Él es un chico  Apple, un jovencito que lleva camisetas oscuras y tiene una foto de Steve Jobs en su cuarto

Ella convence a sus amigos de que usen Android y que se hagan una cuenta de  email en cuanto puedan

Son nativos digitales, en un país donde la tecnología y la economía hacen difícil su pasión

Joven con un tablet
Joven con un iPad

Están sentados en una esquina de la calle G. No se hablan, no intercambian miradas, sólo observan los móviles. Sus dedos parecen insectos, largos, ágiles, nerviosos, que se desplazan sobre la pantalla. Si alguien los interrumpiera en ese trance sólo mascullarían algunos monosílabos. ¿Para qué articular palabra? Su lenguaje fluye mejor a través de los kilobytes y su comunicación necesita de bluetooth para lograrse.

Encontrar a los nativos digitales parece una locura en un país con tantos problemas económicos y tecnológicos, pero aquí están, existen.

Yuri tuvo su primer teléfono celular a los doce años, ahora va a cumplir dieciocho. Un primo radicado en Ecuador le trajo un Motorola justo cuando se abría el servicio móvil para usuarios nacionales. En cuanto pudo se compró un smartphone. Es un chico Apple, un jovencito que lleva camisetas oscuras y tiene una foto de Steve Jobs en su cuarto. Cuando nació, ya su padre tenía una laptop donde él disfrutaba de sus primeros juegos de Super Mario.

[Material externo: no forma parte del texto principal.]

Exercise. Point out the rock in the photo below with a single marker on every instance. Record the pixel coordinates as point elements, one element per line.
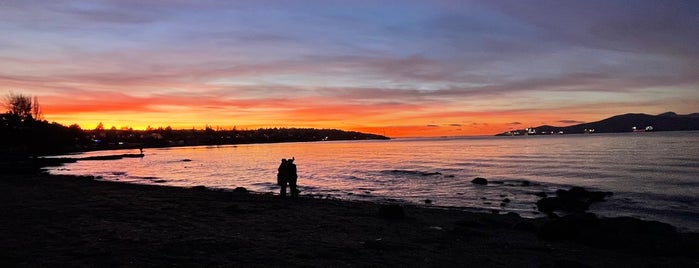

El protagonismo de los móviles y las computadoras en sus vidas comienza a convertirse en un problema

Maritza tampoco se halla sin la tecnología. Convence a sus amigos de que usen el sistema Android y de que se hagan una cuenta de email en cuanto puedan. "Antes de preguntarle el nombre a alguien, quiero saber si tiene cuenta de Facebook", refiere. Pronto se graduará de ciencias informáticas y pertenece a una tribu de fans de Google. Si se encuentra con maqueros, se burla de ellos haciendo un gesto de mordida y posterior asco, como quien prueba una fruta prohibida –y podrida- que lleva en la mano.

Para los padres de cada uno, el protagonismo de los móviles y las computadoras en sus vidas comienza a convertirse en un problema. "Desde que se levanta está con el dichoso aparatico en las manos..." afirma con fastidio la madre de Maritza. En la casa del chico, la abuela se la pasa quejándose de que "este muchacho ya ni habla con las personas". A ambos jóvenes les resbalan esos comentarios.

Esta madrugada se han encontrado cerca de la calle 23. Alguien ha dejado una red WiFi abierta y se lanzan a conectarse. Acoplarse dura unos segundos. Están a unos pocos metros uno del otro. El móvil de ella vibra. Le ha llegado un mensaje. Es un pequeño corazón formado con los propios símbolos del teclado. Aguantando la risa le devuelve la imagen de un robot, verde, que guiña un ojo.